MONTRÉAL – Un périple à Moscou ou à Pékin, même planifié, peut réserver sa part de moments inattendus. Imaginez maintenant un séjour dans ces deux grandes capitales de l’Orient, sans même connaître l’itinéraire précis d’une journée à l’autre. C’est pourtant ce que s’apprêtent à vivre deux Québécois.

À bord de leur Toyota Pickup Overdrive, David Bensadoun et Patrick Beaulé formeront l’un des 99 tandems — et le seul issu du Canada — à participer à la sixième édition du rallye-raid Silk Way, une aventure de presque 10 800 kilomètres qui n’aura rien d’une balade, du 8 au 24 juillet.

À partir de la place Rouge à Moscou, les participants emprunteront des terrains peu hospitaliers, parfois de terre, parfois de gravelle, parfois de cailloux, parfois de sable, jusqu’à la capitale de la Chine, en passant par le Kazakhstan et même le redoutable désert de Gobi. Le tout, avec une seule journée de repos, le 15 juillet. Auparavant en boucle, ce sera la première fois cette année que le rallye se rendra au pays de Mao.

Membres de l’équipe Aldo Racing Team, qui compte trois mécaniciens et un coordonnateur, Bensadoun, le pilote, et Beaulé, co-pilote et directeur technique, ne se lancent évidemment pas pour la première fois dans une aventure aussi périlleuse.

Ensemble, ils ont vécu trois fois le rallye Dakar, en 2012, 2014 et 2015. Ils ont d’ailleurs été les premiers canadiens de l’histoire à compléter Dakar en voiture, en 2012. En 2015, ils se sont classés au 32e rang dans la catégorie des équipes privées.
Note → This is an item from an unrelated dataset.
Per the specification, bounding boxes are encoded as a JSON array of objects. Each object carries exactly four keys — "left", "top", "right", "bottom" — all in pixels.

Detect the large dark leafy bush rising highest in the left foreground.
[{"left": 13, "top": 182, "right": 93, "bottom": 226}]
Et Beaulé, un Longueuillois de 40 ans, a également complété le fameux événement à moto, en 2013.

«Ça faisait quatre fois que l’on participait au rallye Dakar, et nous voulions essayer autre chose, a expliqué Beaulé dans une entrevue à La Presse canadienne, à quelques jours de son départ.

«On ne trouvait pas de rallye d’une aussi grande envergure. Une aventure, ça prend un peu d’incertitude, il faut que ce soit le fun. C’est ce que j’aime du rallye Silk Way.»

S’ils aiment l’incertitude, Bensadoun et Beaulé, qui se connaissent et se côtoient depuis 2006, seront choyés. De leur itinéraire, ils ne savent que les distances qu’ils devront négocier chaque jour, et les endroits où ils s’arrêteront et logeront.

«Certaines journées, nous allons rouler presque 1000 km et d’autres, 300 km. Il ne faut pas sous-estimer les journées de 300 km car parfois, elles sont plus difficiles que les autres. Toutefois, nous ne connaissons pas le parcours. Nous allons dans l’inconnu, mentionne Beaulé.

«Lorsque nous terminons une journée, on nous donne le chemin pour le lendemain. Mais il ne s’agit pas d’une carte, ce sont des indications de rouler 2,7 km à 322 degrés, puis de parcourir 5,4 km à 27 degrés. On s’oriente avec une boussole électronique, et nous n’avons pas le droit au GPS», explique-t-il ensuite.

À titre de co-pilote, il reviendra à Beaulé de guider son complice vers les bonnes destinations. Et ne serait-ce que pour livrer les bonnes informations et conduire le bolide, les deux coéquipiers doivent afficher la meilleure condition physique possible.

«Il faut être en forme car on se fait brasser, beaucoup. Mais c’est moins pire pour le co-pilote. Quand vous avez faim ou que vous êtes fatigué, votre niveau de concentration baisse. Et dans mon cas, c’est ce qui est important. Il faut que ma concentration reste toujours à son meilleur afin d’être très précis dans mes indications au pilote, fait remarquer Beaulé.

«Je dois lui donner entre 2000 à 2500 informations par jour. Et je dois m’assurer que le pilote soit toujours attentif à ce que je dis. Donc, si je suis fatigué, ça ne fonctionne pas. Et la meilleure façon pour éviter que ça se produise, c’est d’être en forme et d’avoir un bon système cardiovasculaire.»

Bensadoun, un Montréalais marié et père de trois enfants, et Beaulé, fiancé et papa d’une fille de 11 ans, sont passionnés par de tels défis.

«Nous aimons le défi et être capable de dire, après coup, que nous sommes passés au travers, explique Beaulé, qui souhaite se classer dans le top-3 des tandems amateurs.

«Et dans mon cas à moi, ça bâtit la confiance. David et moi avons confiance en nous. Cette confiance, nous l’avons bâtie en traversant des événements, en allant à des aventures, des courses, des rallyes d’envergure un peu plus petite, d’abord. Et nous avons toujours monté de niveau.»